Shares of Walt Disney (NYSE:DIS) surged in the first quarter as the entertainment and media giant was the top performer among all stocks on the Dow Jones Industrial Average through Q1.
Disney stock reached a 52-week high of $122 per share on March 28, up by about 35% year to date. However, it has since fallen back about 16% to its current price of around $102 per share. Disney stock is still up 16% YTD but well off its late March/ early April highs.
As we head into the second half of the year, let’s take a closer look at the outlook for Disney — and if the stock a buy right now.
Winning the Proxy Fight
Disney’s rise in the first quarter was due to several factors, including solid earnings results, gains in its struggling streaming business, a new venture for a sports-streaming service, and a victory of sorts in holding off a proxy challenge from activist investors, particularly hedge fund manager Nelson Peltz from Trian Partners.
Peltz had long been pushing for changes at Disney, mainly calling for expense reductions and improvements in the streaming business.

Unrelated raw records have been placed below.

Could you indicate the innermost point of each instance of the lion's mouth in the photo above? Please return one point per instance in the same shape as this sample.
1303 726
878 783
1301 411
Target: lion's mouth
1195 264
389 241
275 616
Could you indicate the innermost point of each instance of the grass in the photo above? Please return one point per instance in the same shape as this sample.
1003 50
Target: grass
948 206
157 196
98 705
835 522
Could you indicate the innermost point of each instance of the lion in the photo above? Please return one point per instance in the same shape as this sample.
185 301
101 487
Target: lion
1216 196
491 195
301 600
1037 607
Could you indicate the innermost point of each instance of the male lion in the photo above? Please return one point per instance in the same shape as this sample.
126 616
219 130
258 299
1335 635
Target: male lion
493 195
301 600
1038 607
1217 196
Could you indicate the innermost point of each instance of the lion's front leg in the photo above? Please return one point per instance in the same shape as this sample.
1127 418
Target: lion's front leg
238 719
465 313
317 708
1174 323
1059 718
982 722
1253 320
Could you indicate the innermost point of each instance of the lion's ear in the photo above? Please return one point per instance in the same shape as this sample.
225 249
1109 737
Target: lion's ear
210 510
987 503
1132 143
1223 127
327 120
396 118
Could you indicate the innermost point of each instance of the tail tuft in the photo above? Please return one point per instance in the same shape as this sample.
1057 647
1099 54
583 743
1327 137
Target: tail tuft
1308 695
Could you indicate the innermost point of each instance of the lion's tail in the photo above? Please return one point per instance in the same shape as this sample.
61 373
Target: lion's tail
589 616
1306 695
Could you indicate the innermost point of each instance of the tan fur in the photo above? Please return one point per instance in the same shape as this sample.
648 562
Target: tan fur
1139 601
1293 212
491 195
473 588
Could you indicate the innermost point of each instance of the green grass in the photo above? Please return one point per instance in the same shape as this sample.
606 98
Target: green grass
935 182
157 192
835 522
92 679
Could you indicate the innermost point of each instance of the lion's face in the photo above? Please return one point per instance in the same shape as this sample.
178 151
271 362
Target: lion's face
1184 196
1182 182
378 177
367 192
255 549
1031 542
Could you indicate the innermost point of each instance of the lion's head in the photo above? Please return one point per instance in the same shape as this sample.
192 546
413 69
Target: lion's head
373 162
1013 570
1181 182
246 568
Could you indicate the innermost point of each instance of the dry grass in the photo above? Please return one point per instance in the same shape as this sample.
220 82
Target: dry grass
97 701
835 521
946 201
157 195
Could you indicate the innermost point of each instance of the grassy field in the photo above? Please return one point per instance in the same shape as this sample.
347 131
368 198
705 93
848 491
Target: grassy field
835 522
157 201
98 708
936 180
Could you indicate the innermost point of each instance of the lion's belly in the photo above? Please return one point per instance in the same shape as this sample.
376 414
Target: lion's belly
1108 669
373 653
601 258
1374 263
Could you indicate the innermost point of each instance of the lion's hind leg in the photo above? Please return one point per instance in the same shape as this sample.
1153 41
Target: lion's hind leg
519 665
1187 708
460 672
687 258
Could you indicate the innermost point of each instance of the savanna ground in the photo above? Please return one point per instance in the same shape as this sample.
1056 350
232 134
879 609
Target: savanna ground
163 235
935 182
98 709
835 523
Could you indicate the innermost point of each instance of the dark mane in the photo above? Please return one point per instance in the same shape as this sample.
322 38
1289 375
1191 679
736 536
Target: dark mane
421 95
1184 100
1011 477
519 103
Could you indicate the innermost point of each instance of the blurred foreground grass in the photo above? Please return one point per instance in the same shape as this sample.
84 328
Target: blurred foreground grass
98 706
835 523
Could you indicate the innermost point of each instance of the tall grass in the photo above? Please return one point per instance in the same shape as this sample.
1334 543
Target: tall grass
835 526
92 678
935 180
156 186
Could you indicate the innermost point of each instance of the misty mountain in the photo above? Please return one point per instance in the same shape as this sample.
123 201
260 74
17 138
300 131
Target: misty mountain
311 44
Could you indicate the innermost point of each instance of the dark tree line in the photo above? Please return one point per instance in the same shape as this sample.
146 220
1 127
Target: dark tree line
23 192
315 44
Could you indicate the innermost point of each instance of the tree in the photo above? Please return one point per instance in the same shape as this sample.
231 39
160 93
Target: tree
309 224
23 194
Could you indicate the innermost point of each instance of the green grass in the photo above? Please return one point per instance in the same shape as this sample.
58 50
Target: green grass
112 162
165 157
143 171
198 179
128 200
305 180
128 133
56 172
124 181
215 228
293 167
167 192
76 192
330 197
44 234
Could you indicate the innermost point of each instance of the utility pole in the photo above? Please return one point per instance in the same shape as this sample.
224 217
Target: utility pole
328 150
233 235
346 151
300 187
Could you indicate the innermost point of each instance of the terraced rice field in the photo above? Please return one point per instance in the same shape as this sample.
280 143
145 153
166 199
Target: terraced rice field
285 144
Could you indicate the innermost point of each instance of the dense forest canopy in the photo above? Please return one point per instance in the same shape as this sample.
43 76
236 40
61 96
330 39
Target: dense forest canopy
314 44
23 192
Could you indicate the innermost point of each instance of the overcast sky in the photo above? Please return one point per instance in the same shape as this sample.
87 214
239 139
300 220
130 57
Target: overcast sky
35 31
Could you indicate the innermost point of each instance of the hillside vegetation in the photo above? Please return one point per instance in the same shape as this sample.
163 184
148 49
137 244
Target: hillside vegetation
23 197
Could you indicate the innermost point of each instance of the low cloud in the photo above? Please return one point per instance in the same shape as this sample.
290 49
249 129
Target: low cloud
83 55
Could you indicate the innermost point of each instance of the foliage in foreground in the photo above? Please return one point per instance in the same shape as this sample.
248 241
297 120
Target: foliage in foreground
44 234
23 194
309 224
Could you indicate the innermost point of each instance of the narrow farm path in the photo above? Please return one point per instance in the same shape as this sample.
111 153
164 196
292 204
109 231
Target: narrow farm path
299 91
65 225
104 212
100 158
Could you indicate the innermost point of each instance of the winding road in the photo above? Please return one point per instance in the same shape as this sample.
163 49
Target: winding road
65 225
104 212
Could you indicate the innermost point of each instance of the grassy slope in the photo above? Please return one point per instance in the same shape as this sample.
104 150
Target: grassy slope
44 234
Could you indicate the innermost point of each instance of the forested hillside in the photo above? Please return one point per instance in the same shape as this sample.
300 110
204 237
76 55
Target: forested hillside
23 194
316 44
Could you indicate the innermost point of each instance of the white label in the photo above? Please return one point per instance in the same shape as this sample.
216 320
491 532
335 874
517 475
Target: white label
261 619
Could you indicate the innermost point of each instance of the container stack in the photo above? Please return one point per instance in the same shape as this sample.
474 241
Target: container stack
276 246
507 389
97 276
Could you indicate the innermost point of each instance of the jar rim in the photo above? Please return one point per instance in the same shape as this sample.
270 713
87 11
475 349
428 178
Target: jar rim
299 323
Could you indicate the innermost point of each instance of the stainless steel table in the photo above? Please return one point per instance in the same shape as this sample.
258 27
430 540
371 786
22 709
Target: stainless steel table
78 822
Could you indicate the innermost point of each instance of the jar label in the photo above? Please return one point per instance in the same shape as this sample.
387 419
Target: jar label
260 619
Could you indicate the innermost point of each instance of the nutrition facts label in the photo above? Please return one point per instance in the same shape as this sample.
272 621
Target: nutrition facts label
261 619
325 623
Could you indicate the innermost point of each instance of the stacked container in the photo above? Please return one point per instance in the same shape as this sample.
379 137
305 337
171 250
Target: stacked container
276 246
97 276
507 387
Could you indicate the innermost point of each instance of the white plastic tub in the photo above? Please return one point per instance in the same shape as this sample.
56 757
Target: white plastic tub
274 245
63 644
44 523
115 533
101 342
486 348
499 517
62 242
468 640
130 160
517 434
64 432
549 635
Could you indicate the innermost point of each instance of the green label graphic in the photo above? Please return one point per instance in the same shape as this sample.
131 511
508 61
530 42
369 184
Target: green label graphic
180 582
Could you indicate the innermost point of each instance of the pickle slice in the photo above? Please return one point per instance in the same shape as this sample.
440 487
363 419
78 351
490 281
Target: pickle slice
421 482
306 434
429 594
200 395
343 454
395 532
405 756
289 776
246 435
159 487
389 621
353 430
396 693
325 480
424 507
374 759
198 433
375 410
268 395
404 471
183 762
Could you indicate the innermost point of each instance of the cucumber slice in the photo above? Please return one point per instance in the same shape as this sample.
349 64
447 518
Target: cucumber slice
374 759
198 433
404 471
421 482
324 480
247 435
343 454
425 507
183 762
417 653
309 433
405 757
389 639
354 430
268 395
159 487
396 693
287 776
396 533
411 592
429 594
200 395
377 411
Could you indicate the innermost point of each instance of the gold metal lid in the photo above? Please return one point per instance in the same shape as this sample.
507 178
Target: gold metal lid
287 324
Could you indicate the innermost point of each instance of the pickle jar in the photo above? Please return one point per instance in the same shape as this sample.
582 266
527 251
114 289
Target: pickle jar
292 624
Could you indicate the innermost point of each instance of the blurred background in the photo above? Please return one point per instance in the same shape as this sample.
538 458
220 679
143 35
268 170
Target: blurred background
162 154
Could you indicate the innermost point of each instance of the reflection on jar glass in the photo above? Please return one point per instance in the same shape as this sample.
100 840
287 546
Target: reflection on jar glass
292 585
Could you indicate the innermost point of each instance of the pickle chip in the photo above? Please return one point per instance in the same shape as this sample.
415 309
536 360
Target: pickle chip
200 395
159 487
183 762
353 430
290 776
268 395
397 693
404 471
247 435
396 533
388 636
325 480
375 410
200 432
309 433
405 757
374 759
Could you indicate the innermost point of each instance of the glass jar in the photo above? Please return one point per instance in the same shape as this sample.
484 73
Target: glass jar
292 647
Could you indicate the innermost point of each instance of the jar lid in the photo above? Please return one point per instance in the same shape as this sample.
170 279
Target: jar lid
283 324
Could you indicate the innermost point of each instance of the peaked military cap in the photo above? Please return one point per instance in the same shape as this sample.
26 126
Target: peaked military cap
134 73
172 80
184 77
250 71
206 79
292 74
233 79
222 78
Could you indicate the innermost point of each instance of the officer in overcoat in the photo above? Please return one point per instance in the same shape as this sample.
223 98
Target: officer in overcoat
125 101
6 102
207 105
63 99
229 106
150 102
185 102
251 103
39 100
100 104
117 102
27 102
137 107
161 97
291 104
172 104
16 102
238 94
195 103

Disney has made significant progress on both.
Now with the proxy fight in the past, investors have been hoping that Disney might enjoy easier sailing going forward, but that has not been the case.
Stock Price Drops from 52-Week Highs
After the company released its fiscal second-quarter earnings results on May 7, its stock tanked about 9%, tumbling to about $105 per share, and it kept dropping from there.
Disney posted another decent quarter that beat earnings estimates. However, its revenue was only up 1% year over year, and it had a net loss of 1 cent per share. Those lackluster numbers may have spooked investors, but if you look inside the numbers, it seems like an overreaction.
Disney’s adjusted EPS, which excludes goodwill impairments, was $1.21 per share, up 30% year over year. While the company’s overall revenue growth was muted, the direct-to-consumer (DTC) streaming business reported a $47 million operating profit. That streaming business is a critical business line and has been a major drag on Disney’s earnings for some time, as evidenced by the $587 million loss in the same quarter a year ago.
Overall, revenue from the DTC business increased 13% in the quarter to $5.6 billion, lifting the Entertainment division instead of dragging it down. Disney+ core subscribers grew by 6 million in the quarter.
On the other hand, Disney’s linear TV networks and films business struggled, with linear networks revenue down 8% to $2.8 billion and content sales/ licensing (a.k.a., the films business) revenue plunging 40% to $1.4 billion. The weakness in these two areas likely accounted for much of the drop in Disney’s stock price.
Is The Market Overreacting?
It is a bit of a head-scratcher that Disney’s stock price fell so sharply following that earnings release, given that the company raised its guidance for adjusted earnings growth for the full fiscal year. Specifically, Disney is now calling for 25% adjusted earnings growth, up from the previous guidance of 20% growth.
However, the stock-price drop may have been due to projections for “softer” results in the streaming business in fiscal Q3. Disney+ Hotstar, its Indian streaming affiliate, lost the streaming rights to cricket.
On the earnings call, Chief Financial Officer High Johnston said Disney did not expect Disney+ core subscriber growth in Q3. However, management did say they expect streaming to return to profitable growth in fiscal Q4 and be a “meaningful future growth driver for the company, with further improvements in profitability in fiscal 2025.
Deadpool 3 and Inside Out 2 Could Boost Revenue
Disney’s stock has been running a bit hot, and its P/E ratio skyrocketed, doubling over the past year to 111. Thus, a correction was due, and the valuation has come down into a better range. The forward P/E for Disney stock is now a reasonable 18, which is more in line with realistic earnings expectations.
The company could also see growth from upcoming films, as its first summer blockbuster, Kingdom of the Planet of the Apes, looks like a hit and is the fourth highest-grossing film so far in 2024. The firm also has high expectations for Inside Out 2, set to drop on June 14. It is expected to having the biggest opening weekend of the year so far with a projected $80 million to $85 million in box office revenue.
Then in July, Deadpool 3 is scheduled for release, and early ticket sales suggest it could be another winner for Disney.
A Good Time to Buy Disney Stock?
Overall, the May swoon for Disney stock looks overdone, as the company has cut expenses, moved its streaming business onto the road to profitability, and increased its free cash flow.
The high P/E ratio is a concern, but Disney’s earnings have been challenged during the massive expense reductions and restructuring. Meanwhile, its stock price spiked after the proxy fight. Going forward, the price should be more in line with actual earnings — thus the more reasonable forward P/E.
A strong summer box office, continued momentum on streaming, and the potential for growth with the upcoming sports-streaming venture could all give Disney a boost. However, I’m looking more at the back half of the year for Disney stock to spike again.
In the near term, the price could drop a bit more on a potentially lackluster June quarter, perhaps presenting a better buying opportunity.